Q: What initially intrigued you about Bette Davis, and how did you end up writing this book?
A: I discovered Bette Davis on the Midnight Movie on television in my early teen years; her pictures were a revelation, focused on powerful, brilliant, charismatic, and occasionally villainous women characters around whom entire stories turned. In the early 1970s, it was magical to see such a compelling actress commanding such narrative attention.
I became a Davis devotee; and much later, in the early 2000s, I was imitating scenes from Now, Voyager with an honors student, who told me I should be teaching this material.
That led me to craft a course centered around American women’s auteurship of the early 20th century, with Davis films as the finale of the course.
The memoir part of the book comes from having come into racial consciousness by watching Davis’s films featuring black actors, who had been deputized to play buffoons, but who pushed back against such phantasmagoria, resisting these stereotypes while seeming to enact them.
Q: What would you say are some of the most common perceptions and misconceptions about Davis?
A: Perceptions: that she was a woman warrior of an actor; that she was single-mindedly devoted to her craft; that she was brilliant.
Misconceptions: that she hated and feuded with Joan Crawford; that she was impossible to work with; that she stole people’s limelight on film; that she was a monstrous mother.
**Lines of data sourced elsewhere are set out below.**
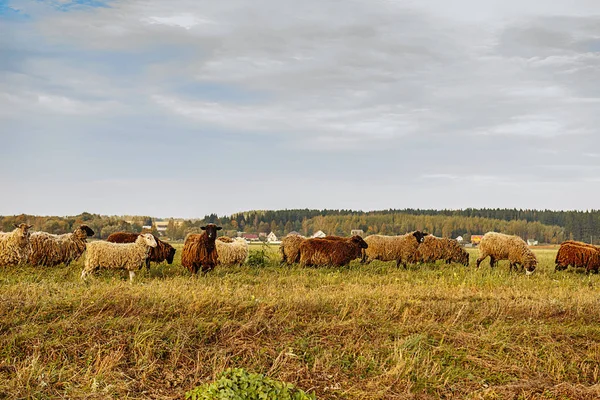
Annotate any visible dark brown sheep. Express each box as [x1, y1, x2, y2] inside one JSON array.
[[299, 235, 368, 267], [555, 240, 600, 273], [181, 224, 222, 274], [107, 232, 176, 269]]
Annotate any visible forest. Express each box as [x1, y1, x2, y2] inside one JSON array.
[[2, 208, 600, 244]]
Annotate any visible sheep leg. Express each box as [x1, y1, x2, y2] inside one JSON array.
[[81, 269, 88, 281], [129, 270, 136, 282], [145, 258, 151, 270], [489, 256, 496, 268], [476, 255, 485, 268]]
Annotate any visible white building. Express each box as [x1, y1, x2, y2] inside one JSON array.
[[267, 232, 279, 243], [312, 230, 326, 238]]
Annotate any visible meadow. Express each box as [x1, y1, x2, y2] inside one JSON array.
[[1, 245, 599, 399]]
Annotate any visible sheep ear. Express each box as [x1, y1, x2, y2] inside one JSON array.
[[27, 224, 33, 229], [216, 226, 222, 231], [201, 226, 207, 230], [13, 224, 19, 229]]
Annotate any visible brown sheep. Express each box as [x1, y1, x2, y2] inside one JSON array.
[[181, 224, 222, 274], [107, 232, 176, 269], [362, 231, 429, 268], [417, 236, 469, 266], [555, 240, 600, 273], [299, 235, 368, 267], [217, 236, 234, 243], [280, 234, 306, 264]]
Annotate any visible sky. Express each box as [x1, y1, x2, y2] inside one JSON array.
[[1, 0, 599, 218]]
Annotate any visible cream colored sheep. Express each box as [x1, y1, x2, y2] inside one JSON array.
[[362, 231, 428, 268], [81, 233, 157, 282], [280, 234, 306, 264], [29, 225, 95, 267], [476, 232, 537, 274], [216, 237, 249, 266], [0, 223, 33, 266]]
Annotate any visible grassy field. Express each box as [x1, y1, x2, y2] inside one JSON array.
[[1, 245, 600, 399]]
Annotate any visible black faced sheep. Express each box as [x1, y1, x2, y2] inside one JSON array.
[[362, 231, 428, 268], [181, 224, 222, 274], [29, 225, 95, 267]]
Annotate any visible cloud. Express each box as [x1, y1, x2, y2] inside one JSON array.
[[1, 0, 600, 215]]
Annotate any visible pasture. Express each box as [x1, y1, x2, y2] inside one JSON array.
[[1, 246, 599, 399]]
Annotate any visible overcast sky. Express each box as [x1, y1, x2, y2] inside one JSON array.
[[1, 0, 599, 218]]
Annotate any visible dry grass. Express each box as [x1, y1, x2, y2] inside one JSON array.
[[1, 246, 600, 399]]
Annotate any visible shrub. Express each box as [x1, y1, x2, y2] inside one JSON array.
[[246, 243, 273, 268], [185, 368, 316, 400]]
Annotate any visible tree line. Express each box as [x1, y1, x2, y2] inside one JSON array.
[[4, 208, 599, 243]]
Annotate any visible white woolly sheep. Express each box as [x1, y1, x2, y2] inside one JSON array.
[[362, 231, 428, 268], [216, 237, 249, 266], [476, 232, 537, 274], [81, 233, 157, 282], [0, 223, 33, 266], [29, 225, 95, 267]]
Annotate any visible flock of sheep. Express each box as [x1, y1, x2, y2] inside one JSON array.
[[1, 222, 598, 281]]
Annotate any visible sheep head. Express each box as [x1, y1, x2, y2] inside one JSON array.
[[13, 223, 32, 245], [201, 224, 222, 240], [74, 224, 95, 239], [524, 258, 537, 275], [412, 231, 429, 244], [140, 233, 158, 248], [350, 235, 368, 249], [166, 245, 176, 264]]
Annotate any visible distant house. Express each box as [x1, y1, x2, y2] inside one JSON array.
[[470, 235, 484, 245], [351, 229, 364, 237], [455, 236, 464, 244], [312, 230, 326, 238], [527, 239, 539, 246], [154, 221, 169, 235], [242, 233, 259, 241], [267, 232, 278, 243]]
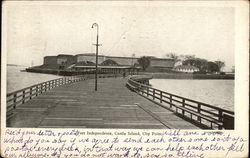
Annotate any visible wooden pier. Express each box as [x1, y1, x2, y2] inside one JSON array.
[[7, 75, 201, 129]]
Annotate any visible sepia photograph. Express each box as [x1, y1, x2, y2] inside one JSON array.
[[3, 1, 238, 130], [1, 1, 249, 158]]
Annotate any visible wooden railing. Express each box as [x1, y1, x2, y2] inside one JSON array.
[[126, 77, 235, 130], [6, 74, 119, 119]]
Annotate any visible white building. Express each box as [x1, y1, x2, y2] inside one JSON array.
[[173, 65, 199, 73]]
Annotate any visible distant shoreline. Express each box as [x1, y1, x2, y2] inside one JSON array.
[[7, 64, 28, 67], [140, 72, 234, 80]]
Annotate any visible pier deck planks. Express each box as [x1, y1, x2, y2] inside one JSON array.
[[7, 77, 200, 129]]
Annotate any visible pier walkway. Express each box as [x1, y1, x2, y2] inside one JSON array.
[[7, 77, 200, 129]]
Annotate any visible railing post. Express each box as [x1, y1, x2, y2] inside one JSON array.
[[36, 85, 38, 96], [218, 110, 223, 122], [170, 95, 172, 108], [40, 84, 43, 94], [49, 81, 51, 90], [182, 99, 185, 115], [160, 91, 162, 103], [153, 89, 155, 100], [22, 90, 25, 104], [30, 87, 32, 100], [147, 87, 149, 97], [44, 83, 47, 92], [13, 94, 17, 109], [218, 110, 223, 129], [39, 84, 41, 94], [197, 104, 201, 123], [142, 85, 144, 95]]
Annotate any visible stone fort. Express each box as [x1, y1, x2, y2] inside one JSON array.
[[43, 53, 175, 72]]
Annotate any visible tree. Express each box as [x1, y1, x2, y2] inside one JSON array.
[[166, 53, 180, 63], [182, 58, 208, 72], [183, 55, 196, 60], [214, 60, 225, 72], [207, 62, 219, 73], [182, 58, 221, 73], [137, 56, 151, 71]]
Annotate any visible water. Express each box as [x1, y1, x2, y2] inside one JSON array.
[[7, 65, 61, 93], [150, 79, 234, 111]]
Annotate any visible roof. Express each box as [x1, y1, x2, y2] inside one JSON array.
[[58, 54, 74, 57], [75, 53, 105, 57], [44, 56, 57, 58], [106, 56, 139, 60]]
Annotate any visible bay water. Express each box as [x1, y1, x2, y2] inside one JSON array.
[[7, 65, 61, 93], [150, 79, 234, 111]]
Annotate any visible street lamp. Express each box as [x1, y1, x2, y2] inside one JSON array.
[[92, 23, 101, 91]]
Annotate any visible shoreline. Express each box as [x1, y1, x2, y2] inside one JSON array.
[[25, 67, 234, 80], [140, 72, 234, 80]]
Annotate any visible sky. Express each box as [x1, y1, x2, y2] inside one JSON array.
[[4, 1, 235, 71]]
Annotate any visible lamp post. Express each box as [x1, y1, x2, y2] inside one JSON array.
[[92, 23, 101, 91], [131, 53, 135, 66], [131, 53, 135, 75]]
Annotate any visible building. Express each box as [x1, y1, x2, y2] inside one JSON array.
[[173, 65, 199, 73], [44, 56, 57, 65], [76, 53, 105, 64], [105, 56, 138, 66], [57, 54, 76, 65]]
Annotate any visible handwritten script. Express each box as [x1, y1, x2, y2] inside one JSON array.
[[1, 129, 247, 158]]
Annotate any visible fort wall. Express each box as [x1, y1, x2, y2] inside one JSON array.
[[43, 54, 175, 71]]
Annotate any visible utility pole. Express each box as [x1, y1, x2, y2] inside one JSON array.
[[92, 23, 102, 91]]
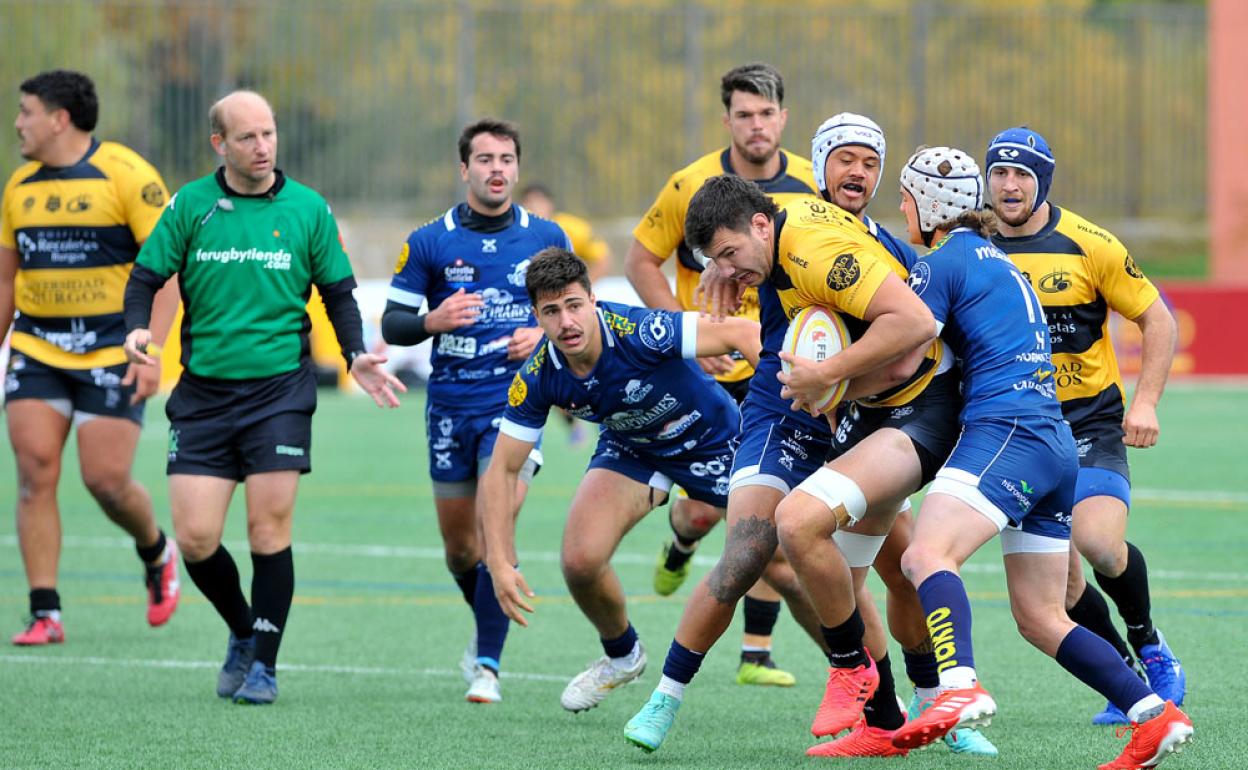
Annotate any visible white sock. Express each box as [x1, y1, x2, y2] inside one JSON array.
[[1127, 694, 1166, 723], [670, 539, 696, 554], [915, 686, 940, 702], [939, 666, 977, 691], [610, 641, 642, 671], [655, 675, 685, 700], [741, 644, 770, 654]]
Q: In the book, you describe conflicting information about Davis's views on race. How would you reconcile these perspectives?
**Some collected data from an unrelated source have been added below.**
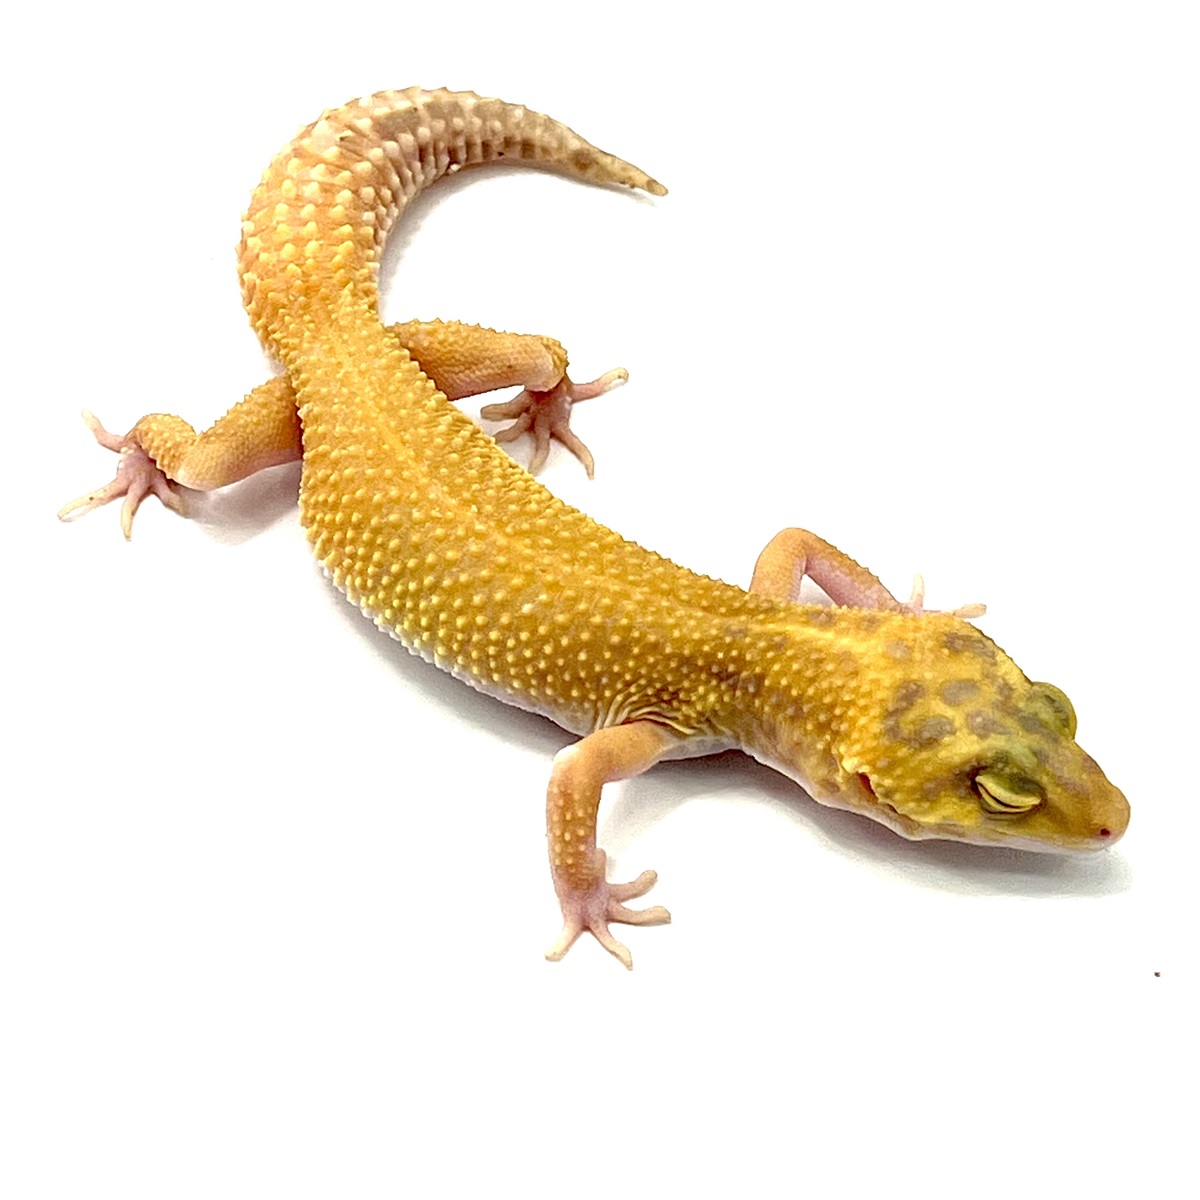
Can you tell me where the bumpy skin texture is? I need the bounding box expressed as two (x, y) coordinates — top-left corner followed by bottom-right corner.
(64, 88), (1129, 967)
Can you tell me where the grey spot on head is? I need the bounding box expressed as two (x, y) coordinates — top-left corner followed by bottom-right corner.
(967, 710), (1009, 737)
(1018, 712), (1052, 735)
(941, 679), (980, 706)
(942, 631), (998, 661)
(914, 716), (955, 746)
(885, 640), (911, 660)
(891, 681), (925, 712)
(884, 707), (954, 749)
(805, 608), (835, 627)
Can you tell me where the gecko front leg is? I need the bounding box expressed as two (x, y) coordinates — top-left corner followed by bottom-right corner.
(750, 527), (985, 618)
(544, 721), (679, 969)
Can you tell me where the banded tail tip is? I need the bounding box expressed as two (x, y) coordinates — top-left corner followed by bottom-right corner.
(587, 148), (666, 196)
A: Davis was an egalitarian who treated people with respect and dignity; she encouraged and mentored black actors; and she worked with Hattie McDaniel entertaining black troops in California. She also wore blackface masquerade on the occasion of her 70th birthday party.
I would say that she was a heroine in the black press whose racial activism was largely ignored by the white media. She desegregated the Hollywood Canteen as its president, but hardly encouraged mixed race dancing.
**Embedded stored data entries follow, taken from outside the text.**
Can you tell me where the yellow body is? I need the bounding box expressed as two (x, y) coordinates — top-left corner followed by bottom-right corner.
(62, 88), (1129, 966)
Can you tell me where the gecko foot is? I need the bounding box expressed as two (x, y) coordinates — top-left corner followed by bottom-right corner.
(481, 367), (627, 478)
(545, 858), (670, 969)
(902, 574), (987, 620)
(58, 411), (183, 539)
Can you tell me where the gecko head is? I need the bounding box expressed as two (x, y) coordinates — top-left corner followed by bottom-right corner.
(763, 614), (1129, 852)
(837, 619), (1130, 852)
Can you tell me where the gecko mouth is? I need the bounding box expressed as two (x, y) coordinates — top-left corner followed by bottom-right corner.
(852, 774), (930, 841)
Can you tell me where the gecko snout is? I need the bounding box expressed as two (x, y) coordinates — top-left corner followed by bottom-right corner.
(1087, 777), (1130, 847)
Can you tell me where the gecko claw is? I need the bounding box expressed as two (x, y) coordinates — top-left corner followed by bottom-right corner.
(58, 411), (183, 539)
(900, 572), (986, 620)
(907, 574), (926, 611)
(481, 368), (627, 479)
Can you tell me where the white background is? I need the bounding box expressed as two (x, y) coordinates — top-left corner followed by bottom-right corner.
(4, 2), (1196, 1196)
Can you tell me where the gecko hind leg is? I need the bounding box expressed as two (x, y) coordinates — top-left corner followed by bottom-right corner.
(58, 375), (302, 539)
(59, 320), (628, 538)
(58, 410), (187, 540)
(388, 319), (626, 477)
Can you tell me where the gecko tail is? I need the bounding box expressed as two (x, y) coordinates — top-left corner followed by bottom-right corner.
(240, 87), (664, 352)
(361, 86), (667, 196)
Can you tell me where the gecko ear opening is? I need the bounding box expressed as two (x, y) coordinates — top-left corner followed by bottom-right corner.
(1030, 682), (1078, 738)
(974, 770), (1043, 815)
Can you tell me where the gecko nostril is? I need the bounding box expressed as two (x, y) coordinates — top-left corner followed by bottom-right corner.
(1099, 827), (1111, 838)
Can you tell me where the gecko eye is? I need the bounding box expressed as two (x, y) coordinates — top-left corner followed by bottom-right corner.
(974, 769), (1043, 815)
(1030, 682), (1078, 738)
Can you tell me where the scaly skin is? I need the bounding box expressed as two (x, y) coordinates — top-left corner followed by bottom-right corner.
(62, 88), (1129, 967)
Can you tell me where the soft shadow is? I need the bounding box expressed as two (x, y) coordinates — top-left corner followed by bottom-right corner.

She was a complex figure, neither perfect nor radical, who nevertheless devoted much of her life to the advancement of racial equality, in big and smaller ways.
Q: What do you hope readers take away from the book?
A: I hope readers will return to Davis’s films, read in black history, and rethink classic Hollywood’s political and cultural complexities.
Q: What are you working on now?
A: I’m thinking about a project that would explore my teaching Faulkner, race, and politics over the last 30 years.
Q: Anything else we should know?
A: Remind people to return to classic Hollywood films, which have much to tell us about American history and culture.